Spanish researchers have now shown experimentally that people’s voting and dating preferences can be manipulated depending on the type of persuasion used.
“Every day, new headlines appear in which Artificial Intelligence (AI) has overtaken human capacity in new and different domains,” write Ujue Agudo and Helena Matute, from the Universidad de Deusto, in the journal PLOS ONE.
“This results in recommendation and persuasion algorithms being widely used nowadays, offering people advice on what to read, what to buy, where to eat, or whom to date,” they add.
“[P]eople often assume that these AI judgements are objective, efficient and reliable; a phenomenon known as machine bias.”
But increasingly, warning bells are sounding about how people could be influenced on vital issues. Agudo and Matute note, for instance, that companies such as Facebook and Google have been accused of manipulating democratic elections.
And while some people may be wary of explicit attempts to sway their judgements, they could be influenced without realising it.
“[I]t is not only a question of whether AI could influence people through explicit recommendation and persuasion, but also of whether AI can influence human decisions through more covert persuasion and manipulation techniques,” the researchers write.
“Indeed, some studies show that AI can make use of human heuristics and biases in order to manipulate people’s decisions in a subtle way.”
A famous experiment on voting behaviour in the US, for instance, showed how Facebook messages swayed political opinions, information seeking and votes of more than 61 million people in 2010, a phenomenon they say was demonstrated again in 2012 elections.
In another example, manipulating the order of political candidates in search engines or boosting someone’s profile to enhance their familiarity and credibility are other covert ploys that can funnel votes to selected candidates.
Worryingly, as Agudo and Matute point out, these strategies tend to go unnoticed, so that people are likely to think they made their own minds up and don’t realise they’ve been played.
Yet public research on the impact of these influences is way behind the private sector.
“Companies with potential conflicts of interest are conducting private behavioural experiments and accessing the data of millions of people without their informed consent,” they write, “something unthinkable for the academic research community.”
While some studies have shown that AI can influence people’s moods, friendships, dates, activities and prices paid online, as well as political preferences, research is scarce, the pair says, and has not disentangled explicit and covert influences.
To help address this, they recruited more than 1300 people online for a series of experiments to investigate how explicit and covert AI algorithms influence their choice of fictitious political candidates and potential romantic partners.

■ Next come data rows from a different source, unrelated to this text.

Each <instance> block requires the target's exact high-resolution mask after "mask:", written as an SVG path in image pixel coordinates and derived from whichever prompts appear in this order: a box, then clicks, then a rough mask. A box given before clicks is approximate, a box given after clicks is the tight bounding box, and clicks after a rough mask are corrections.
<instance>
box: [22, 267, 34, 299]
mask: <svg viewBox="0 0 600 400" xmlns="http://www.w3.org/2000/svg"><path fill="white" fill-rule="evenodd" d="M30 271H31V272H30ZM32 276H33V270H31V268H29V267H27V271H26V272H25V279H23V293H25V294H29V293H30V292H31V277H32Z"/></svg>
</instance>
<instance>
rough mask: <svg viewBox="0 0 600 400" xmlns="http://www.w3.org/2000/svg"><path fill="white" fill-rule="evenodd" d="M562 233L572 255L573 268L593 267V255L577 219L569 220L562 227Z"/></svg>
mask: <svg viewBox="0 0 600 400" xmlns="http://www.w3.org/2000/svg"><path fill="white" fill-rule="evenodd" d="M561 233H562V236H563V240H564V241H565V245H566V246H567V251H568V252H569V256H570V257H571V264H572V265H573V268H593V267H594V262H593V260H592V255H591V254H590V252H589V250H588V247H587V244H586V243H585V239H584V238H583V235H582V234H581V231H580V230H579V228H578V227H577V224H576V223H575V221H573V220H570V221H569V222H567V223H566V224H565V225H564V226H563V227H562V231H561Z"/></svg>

Results showed that explicit, but not covert, recommendation of candidates swayed people’s votes, while secretly manipulating their familiarity with potential partners influenced who they wanted to date.
Although these results held up under various approaches, the researchers note the possibilities are vast. “The number of variables that might be changed, and the number of biases that an algorithm could exploit is immense,” they write.
“It is important to note, however, that the speed with which human academic scientists can perform new experiments and collect new data is very slow, as compared to the easiness with which many AI companies and their algorithms are already conducting experiments with millions of human beings on a daily basis through the internet.”
Private companies have immense resources and are unfettered in their pursuit of the most effective algorithms, they add. “Therefore, their ability to influence decisions both explicitly and covertly is certainly much higher than shown in the present research.”
The pair draws attention to the European Union’s Ethics Guidelines for Trustworthy AI and DARPA’s explainable AI program as examples of initiatives to increase people’s trust of AI. But they assert that won’t address the dearth of information on how algorithms can manipulate people’s decisions.
“Therefore, a human-centric approach should not only aim to establish the critical requirements for AI’s trustworthiness,” they write, “but also to minimise the consequences of that trust on human decisions and freedom.
“It is of critical importance to educate people against following the advice of algorithms blindly,” they add, as well as public discussion on who should own the masses of data which are used to create persuasive algorithms.